International Conference on Auditory-Visual Speech Processing 2008
Tangalooma Wild Dolphin Resort,
Moreton Island, Queensland, Australia
Cued Speech is a communication system that complements lip-reading with a small set of possible handshapes placed in different positions near the face. Developing a Cued Speech capable system is a time-consuming and difficult challenge. This paper focuses on how an existing bank of reference Cued Speech gestures, exhibiting natural dynamics for hand articulation and movements, could be reused for another speaker (augmenting some video or 3D talking heads). Any Cued Speech hand gesture should be recorded or considered with the concomitant facial locations that Cued Speech specifies to leverage the lip reading ambiguities (such as lip corner, chin, cheek and throat for French). These facial target points are moving along with head movements and because of speech articulation. The post-treatment algorithm proposed here will retarget synthesized hand gestures to another face, by slightly modifying the sequence of translations and rotations of the 3D hand. This algorithm preserves the coarticulation of the reference signal (including undershooting of the trajectories, as observed in fast Cued Speech) while adapting the gestures to the geometry, articulation and movements of the target face.
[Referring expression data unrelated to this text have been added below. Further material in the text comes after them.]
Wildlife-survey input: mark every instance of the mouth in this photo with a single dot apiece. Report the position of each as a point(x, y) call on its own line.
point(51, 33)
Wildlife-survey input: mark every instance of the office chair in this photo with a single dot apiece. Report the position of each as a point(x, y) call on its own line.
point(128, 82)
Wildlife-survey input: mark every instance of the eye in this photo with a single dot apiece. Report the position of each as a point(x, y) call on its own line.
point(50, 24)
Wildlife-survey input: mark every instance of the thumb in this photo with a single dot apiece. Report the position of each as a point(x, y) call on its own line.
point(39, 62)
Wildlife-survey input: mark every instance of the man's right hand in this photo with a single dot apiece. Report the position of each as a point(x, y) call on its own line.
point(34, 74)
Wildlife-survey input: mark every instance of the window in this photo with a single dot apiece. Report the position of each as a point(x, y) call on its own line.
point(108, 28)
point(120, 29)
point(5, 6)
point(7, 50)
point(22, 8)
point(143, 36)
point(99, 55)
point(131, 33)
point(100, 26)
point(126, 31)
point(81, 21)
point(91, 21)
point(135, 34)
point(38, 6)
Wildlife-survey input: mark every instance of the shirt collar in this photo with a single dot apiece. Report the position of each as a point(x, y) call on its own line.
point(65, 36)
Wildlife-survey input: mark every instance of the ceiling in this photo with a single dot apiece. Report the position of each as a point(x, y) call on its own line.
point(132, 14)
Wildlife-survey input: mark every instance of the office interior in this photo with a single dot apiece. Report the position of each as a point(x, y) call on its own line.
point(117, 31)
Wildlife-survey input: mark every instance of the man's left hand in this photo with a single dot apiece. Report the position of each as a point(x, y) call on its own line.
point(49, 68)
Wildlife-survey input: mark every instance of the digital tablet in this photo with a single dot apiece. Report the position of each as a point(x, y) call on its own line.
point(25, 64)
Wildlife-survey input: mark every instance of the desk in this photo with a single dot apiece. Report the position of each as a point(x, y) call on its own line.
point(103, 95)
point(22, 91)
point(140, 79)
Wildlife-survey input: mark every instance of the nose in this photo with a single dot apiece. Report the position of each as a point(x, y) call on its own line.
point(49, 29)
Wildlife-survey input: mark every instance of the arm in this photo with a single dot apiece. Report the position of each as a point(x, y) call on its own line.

We will illustrate how our Cued Speech capable audiovisual synthesizer - built using simultaneously recorded hand trajectories and facial articulation of a single French Cued Speech user - can be used as a reference signal for this retargeting algorithm. For the ongoing evaluation of our algorithm, an intelligibility paradigm has been retained, using natural videos for the face. The intelligibility of some video VCV sequences with composited hand gestures for Cued Speech is being measured using a panel of Cued Speech users.
Bibliographic reference. Bailly, Gérard / Fang, Yu / Elisei, Frédéric / Beautemps, Denis (2008): "Retargeting cued speech hand gestures for different talking heads and speakers", In AVSP-2008, 153-158.